In Kansas, A ‘Glide Path’ To No Income Taxes. Will It Work?
Kansas Gov. Sam Brownback has put the state on what he calls a “glide path to zero” income tax. But that glide path is far from being clear or smooth.
On the face of it, Brownback seems to enjoy a remarkably strong political position. He’s a conservative Republican, flanked by GOP supermajorities in both legislative chambers. His allies helped purge moderate Republicans from the state Senate in last year’s election.
“I think the road is open,” Brownback says. “I think we do provide an alternative model. I think we do provide a red-state model.”
In 2012, Kansas eliminated the state income tax for about 190,000 small businesses and cut the rate substantially for high-income individuals.
“We’re going from the highest-tax state in the region, to the lowest-tax state in the region,” Brownback says.
Jonathan Williams, director of the Tax and Fiscal Policy Task Force for the American Legislative Exchange Council, says no other state has eliminated the income tax for small businesses. The group has ties to politically active corporations, like Wichita-based Koch Industries.
“Well, Gov. Brownback has made very bold moves towards making Kansas a more competitive place to do business and to create jobs,” Williams says.
And that move is causing a stir in Kansas City, along the state line that divides the community between Kansas and Missouri.
Seizing A No-Tax Opportunity
Steve Browne is a partner at Meara Welch Browne, an accounting firm that’s relocating to Kansas from Missouri.
“Well, we moved from just a mile or two miles on the east side of state line to literally … a few hundred yards on the west side of state line now,” he says.
Browne says that none of the firm’s employees needs to move. By trading one office building for another, though, and shredding most state taxes, the firm is boosting its income by more than 6 percent. It was a no-brainer for the business move.

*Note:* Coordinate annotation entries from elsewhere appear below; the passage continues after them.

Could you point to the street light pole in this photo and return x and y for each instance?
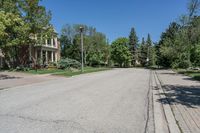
(81, 31)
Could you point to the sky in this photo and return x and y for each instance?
(115, 18)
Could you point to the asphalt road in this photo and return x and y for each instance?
(112, 101)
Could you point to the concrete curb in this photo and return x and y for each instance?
(170, 119)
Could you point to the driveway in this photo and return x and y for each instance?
(112, 101)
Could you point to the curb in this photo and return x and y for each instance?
(170, 118)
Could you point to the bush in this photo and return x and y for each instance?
(68, 63)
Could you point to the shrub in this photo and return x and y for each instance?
(68, 63)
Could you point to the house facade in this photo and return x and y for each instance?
(46, 52)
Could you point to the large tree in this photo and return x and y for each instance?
(120, 53)
(35, 17)
(13, 35)
(133, 44)
(96, 49)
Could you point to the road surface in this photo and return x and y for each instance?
(112, 101)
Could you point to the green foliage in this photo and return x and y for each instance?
(68, 63)
(13, 30)
(120, 53)
(21, 21)
(133, 44)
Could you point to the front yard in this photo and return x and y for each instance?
(67, 73)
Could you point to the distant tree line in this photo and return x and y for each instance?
(122, 52)
(96, 48)
(179, 46)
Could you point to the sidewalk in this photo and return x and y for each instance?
(13, 79)
(183, 95)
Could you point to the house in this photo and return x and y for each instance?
(47, 51)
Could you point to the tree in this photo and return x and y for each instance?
(35, 18)
(149, 51)
(96, 49)
(143, 52)
(133, 44)
(120, 53)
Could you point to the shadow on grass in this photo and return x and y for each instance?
(185, 95)
(4, 77)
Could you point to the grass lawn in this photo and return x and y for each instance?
(195, 74)
(67, 72)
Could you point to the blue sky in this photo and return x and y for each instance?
(116, 17)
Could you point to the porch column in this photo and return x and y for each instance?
(52, 54)
(56, 58)
(46, 55)
(46, 40)
(52, 41)
(36, 54)
(56, 42)
(41, 55)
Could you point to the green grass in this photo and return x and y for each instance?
(86, 70)
(67, 72)
(194, 74)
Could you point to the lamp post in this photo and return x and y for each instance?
(81, 31)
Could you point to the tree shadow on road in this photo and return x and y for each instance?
(5, 77)
(185, 95)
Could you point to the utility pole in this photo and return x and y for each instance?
(81, 31)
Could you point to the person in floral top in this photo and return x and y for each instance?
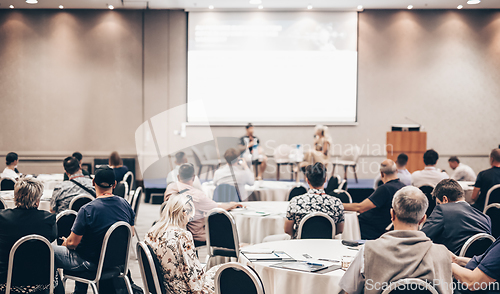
(174, 246)
(315, 200)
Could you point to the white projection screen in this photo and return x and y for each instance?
(273, 68)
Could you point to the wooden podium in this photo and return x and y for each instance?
(413, 144)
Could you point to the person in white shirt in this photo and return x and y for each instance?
(403, 174)
(10, 171)
(430, 175)
(236, 171)
(461, 172)
(172, 177)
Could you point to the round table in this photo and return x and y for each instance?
(281, 281)
(265, 218)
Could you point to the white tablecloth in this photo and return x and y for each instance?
(254, 224)
(281, 281)
(260, 191)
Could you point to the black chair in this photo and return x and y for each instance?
(113, 261)
(493, 211)
(493, 196)
(316, 225)
(31, 262)
(7, 184)
(222, 236)
(476, 245)
(78, 201)
(234, 277)
(297, 191)
(427, 190)
(226, 193)
(64, 220)
(152, 276)
(406, 286)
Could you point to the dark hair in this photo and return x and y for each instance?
(316, 174)
(11, 157)
(402, 159)
(430, 157)
(454, 158)
(114, 159)
(186, 171)
(449, 188)
(230, 155)
(71, 165)
(78, 156)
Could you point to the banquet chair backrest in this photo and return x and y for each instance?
(78, 201)
(226, 193)
(222, 235)
(297, 191)
(493, 211)
(493, 196)
(7, 184)
(234, 277)
(151, 270)
(316, 225)
(64, 221)
(427, 190)
(476, 245)
(407, 286)
(31, 262)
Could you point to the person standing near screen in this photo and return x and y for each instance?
(250, 141)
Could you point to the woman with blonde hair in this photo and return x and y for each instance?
(174, 246)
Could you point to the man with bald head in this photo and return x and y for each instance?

But the important calculation here is whether the firm’s gain, and Missouri’s loss, is actually a win for Kansas.
‘It Hurts The People’
“That benefits no one in the end. And it hurts the people because the tax money is gone,” says Republican state Rep. Barbara Bollier.
Bollier lives in Mission Hills, Kan., just north of where the accounting business is moving. She’s pro-business but can’t swallow the size of last year’s tax cuts, which will cost the state more than $850 million annually — with the bulk of it going to higher-income earners.
“The governor’s been very clear it’s an experiment, and it is,” she says. “We were the [only state] in the country that did this. So it’s either a huge win or a horrible loss.”
Bollier points out that income tax produces more than a third of state revenues. She says several neighboring states are talking about cutting or eliminating the same taxes.
She fears a race to the bottom, which could possibly limit new jobs and bring too little new money for Kansas to avoid painful consequences.
“I have a hard time looking at the schoolchildren in my neighborhood and saying, ‘I’m going to do an experiment on you, and if we lose, your schools are going down the tubes,’ ” Bollier says.
Brownback promises that he’s not going to let that happen, but there’s a problem: lost revenue from the income tax cuts. So he’s proposed something radical for a conservative Republican: a serious tax increase, one he hopes will be short term.
An Arduous Process
The governor wants to extend a sales tax that’s set to expire and end some tax deductions. When you add it all up, projected tax revenues actually go up by as much as $455 million.
Democrats are calling it “Robin Hood in reverse,” stealing from the poor to give to the rich. And it’s not going quite smoothly with Kansas Republicans like Rep. Scott Schwab.
“So you’re asking me to raise taxes today for a tax cut in five years,” Schwab says. People who campaigned in the summer promoted “cutting taxes today,” he adds.
But tax cuts today — on top of big ones from last year — would likely crater the state budget, which would also be unpopular.
It’s messy. Brownback says the transition is the arduous part of the process.
“If you ask people, ‘Do you want to do away with the state income tax?’ a good portion would say yes,” he says. “OK, now how do you do that?”
How indeed? It’s a question vexing Kansas, as it struggles to develop a new “red-state model.”